October 10, 2016
A new drug compound pushes artificial blood closer to the clinic
Platelets prevent blood loss by adhering to and thus clotting blood vessels. In the latest issue of Stem Cells Translational Medicine, researchers at the Center for iPS Cell Research and Application, Kyoto University, report a new molecule that enhances the adhesion of platelets prepared from human iPS cells. The scientists expect this compound to help bring artificial platelets to the clinic in the next few years.

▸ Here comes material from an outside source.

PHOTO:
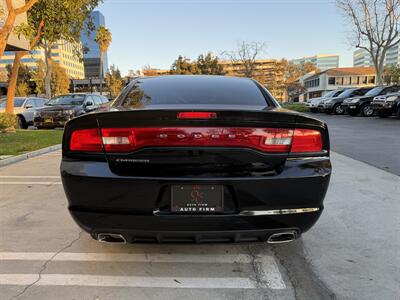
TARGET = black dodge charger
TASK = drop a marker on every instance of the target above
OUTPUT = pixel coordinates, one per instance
(195, 159)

Platelet transfusion is crucial for a number of diseases and surgical interventions, and most platelet supplies depend on human donors. Aging populations are causing a demand for platelets that is not being matched by the donor supply. Professor Koji Eto and his team are therefore using iPS cells to prepare an alternative platelet source. "Platelets from human donors must be used within a few days," says Eto, "but our iPS cell technology provides a consistent supply."
Effective platelets must express a specific receptor in order to function properly. Eto explains that the receptor "GPIba keeps platelets attached to the injured blood vessel," to cause coagulation. During the generation of platelets in the lab using iPS cell technology, specific enzymes are known to degrade, or shed, GPIba, resulting in suboptimal platelet performance. It turns out a number of enzymes can contribute to the shedding, but Eto's team show that inhibiting just one significantly improves platelet performance. "Many of the enzymes that shed GPIba have multiple roles that should not be inhibited. But we found inactivating ADAM17 gave best results," he said. Indeed, platelets transfused into mice showed better coagulation effects when treated with an ADAM17 inhibitor, a molecule identified as KP-457.
The discovery of KP-457 is but one key step to recapitulate human platelets in the lab. Eto and his team are seeking more chemicals that enhance the platelet phenotype so that platelets from human donors can be completely replaced with those made from iPS cells.